Je marchais dans les rues animées et chaleureuses d'Ombrage. La ville était devenue de plus en plus révoltée ces derniers mois. En effet, l'Empereur Clairfeu avait mis l'Empire à feu et à sang, provoquant de plus en plus de guerres, souvent gagnées, mais au prix fort, et demandant de plus en plus d'impots. D'après les plus vieux, avant tout était différent. La famille Hautjardin, qui régnait sur l'Empire d'Ombrage avant la Grande Révolte, était tellement appréciée du peuple qu'elle en devenait une cible pour les autres grandes familles. En effet, lors de la naissance de leur dernière fille, le couple impérial avait décidé d'offrir un immense banquet public qui avait coûté énormément cher. La famille Clairfeu avait sauté sur l'occasion pour rallier les autres familles bourgeoises à sa cause et avait détrôné les tants aimés Hautjardin. Les deux enfants impériaux avaient disparus, et personne ne savait où ils se trouvaient actuellement, où même s'ils étaient encore en vie. Quant à leurs noms, les versions diffèrent. Roy et Lena, Spencer et Eléa... Personne n'arrivait à se mettre d'accord. Toujours est-il que l'Héritier devait avoir vingt-et-un ans, et sa soeur dix-neuf.

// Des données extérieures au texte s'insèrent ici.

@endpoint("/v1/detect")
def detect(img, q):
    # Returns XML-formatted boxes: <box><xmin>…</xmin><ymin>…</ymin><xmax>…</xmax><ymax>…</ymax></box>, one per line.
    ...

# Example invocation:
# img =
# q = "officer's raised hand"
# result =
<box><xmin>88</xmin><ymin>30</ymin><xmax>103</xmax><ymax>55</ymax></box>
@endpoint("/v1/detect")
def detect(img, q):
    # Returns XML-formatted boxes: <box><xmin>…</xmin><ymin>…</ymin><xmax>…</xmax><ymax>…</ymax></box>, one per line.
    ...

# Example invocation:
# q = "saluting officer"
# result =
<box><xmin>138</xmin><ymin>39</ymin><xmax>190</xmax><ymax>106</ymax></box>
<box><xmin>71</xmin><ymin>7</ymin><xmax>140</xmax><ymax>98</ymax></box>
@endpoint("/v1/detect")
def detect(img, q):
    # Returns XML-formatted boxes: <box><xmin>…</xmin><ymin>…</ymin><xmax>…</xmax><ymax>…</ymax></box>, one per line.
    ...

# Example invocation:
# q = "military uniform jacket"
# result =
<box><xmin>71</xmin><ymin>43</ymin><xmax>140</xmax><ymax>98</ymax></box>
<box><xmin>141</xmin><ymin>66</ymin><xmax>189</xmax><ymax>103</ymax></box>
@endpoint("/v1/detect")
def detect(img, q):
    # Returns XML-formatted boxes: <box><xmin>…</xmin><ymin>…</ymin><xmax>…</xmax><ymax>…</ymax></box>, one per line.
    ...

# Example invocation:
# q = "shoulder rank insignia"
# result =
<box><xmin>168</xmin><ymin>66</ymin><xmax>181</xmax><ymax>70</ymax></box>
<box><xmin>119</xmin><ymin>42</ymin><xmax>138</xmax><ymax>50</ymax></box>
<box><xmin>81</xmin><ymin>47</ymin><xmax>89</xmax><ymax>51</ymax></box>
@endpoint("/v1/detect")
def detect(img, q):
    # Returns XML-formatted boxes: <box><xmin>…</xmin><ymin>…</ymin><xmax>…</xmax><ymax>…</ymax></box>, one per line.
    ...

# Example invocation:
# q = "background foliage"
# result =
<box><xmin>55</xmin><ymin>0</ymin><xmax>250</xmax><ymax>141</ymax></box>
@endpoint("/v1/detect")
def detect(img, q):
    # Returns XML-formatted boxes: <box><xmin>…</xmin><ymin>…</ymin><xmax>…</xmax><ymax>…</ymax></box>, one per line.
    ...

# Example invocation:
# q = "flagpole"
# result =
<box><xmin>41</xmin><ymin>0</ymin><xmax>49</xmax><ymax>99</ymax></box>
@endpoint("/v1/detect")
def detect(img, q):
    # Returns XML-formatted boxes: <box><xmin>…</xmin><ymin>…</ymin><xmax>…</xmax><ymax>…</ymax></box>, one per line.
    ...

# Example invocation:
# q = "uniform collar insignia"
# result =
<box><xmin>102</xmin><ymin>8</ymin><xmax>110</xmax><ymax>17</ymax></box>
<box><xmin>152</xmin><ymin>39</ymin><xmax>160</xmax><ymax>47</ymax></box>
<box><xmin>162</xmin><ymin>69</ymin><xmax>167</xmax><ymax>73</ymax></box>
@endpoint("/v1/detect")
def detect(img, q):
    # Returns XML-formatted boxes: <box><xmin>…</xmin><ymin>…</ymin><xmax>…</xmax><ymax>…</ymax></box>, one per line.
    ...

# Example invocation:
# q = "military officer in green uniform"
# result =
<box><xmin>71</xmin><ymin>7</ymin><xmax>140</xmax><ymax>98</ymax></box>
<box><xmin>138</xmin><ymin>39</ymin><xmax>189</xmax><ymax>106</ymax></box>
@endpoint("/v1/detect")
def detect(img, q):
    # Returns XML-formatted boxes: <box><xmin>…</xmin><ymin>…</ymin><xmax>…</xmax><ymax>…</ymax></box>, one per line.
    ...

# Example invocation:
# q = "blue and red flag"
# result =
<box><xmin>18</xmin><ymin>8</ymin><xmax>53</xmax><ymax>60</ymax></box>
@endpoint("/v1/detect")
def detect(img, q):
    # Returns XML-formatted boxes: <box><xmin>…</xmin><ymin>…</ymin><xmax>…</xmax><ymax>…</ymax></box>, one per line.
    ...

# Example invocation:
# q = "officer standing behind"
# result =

Wayne arriva enfin, et j'admirai ses cheveux sombres coiffés vers l'arrière. Sa démarche souple et discrète ne m'étonnait guère plus désormais. Il fit un grand sourire en arrivant à ma hauteur. Je m'étais arrêtée dès que je l'avais vu. Je le suivis alors qu'il se remettait en marche, en direction de la Place des Ormes. Les trois magnifiques ormes centenaires qui y poussaient avaient, disait-on, d'immenses vertus thérapeutiques.

Arrivés là, nous nous assîmes contre le mur, regardant les passants.

- Comment s'appelait ton frère? me demanda Wayne.

- Royce, je crois.

- Royce... C'est un nom peu commun.

- Tout comme Wayne.

Il sourit légèrement, la tête un peu penchée et les yeux dans le vague.

- Et ton nom de famille?

- Comment pourrais-je avoir un nom de famille si je suis orpheline?

Wayne ne me répondit pas. En réalité, j'avais oublié depuis longtemps, si tant est que je ne l'avais jamais su. 

Un nom de famille... Cela servait bien pour les nobles, les bourgeois et les personnes connues... Mais pour les gens de la rue, quelle importance?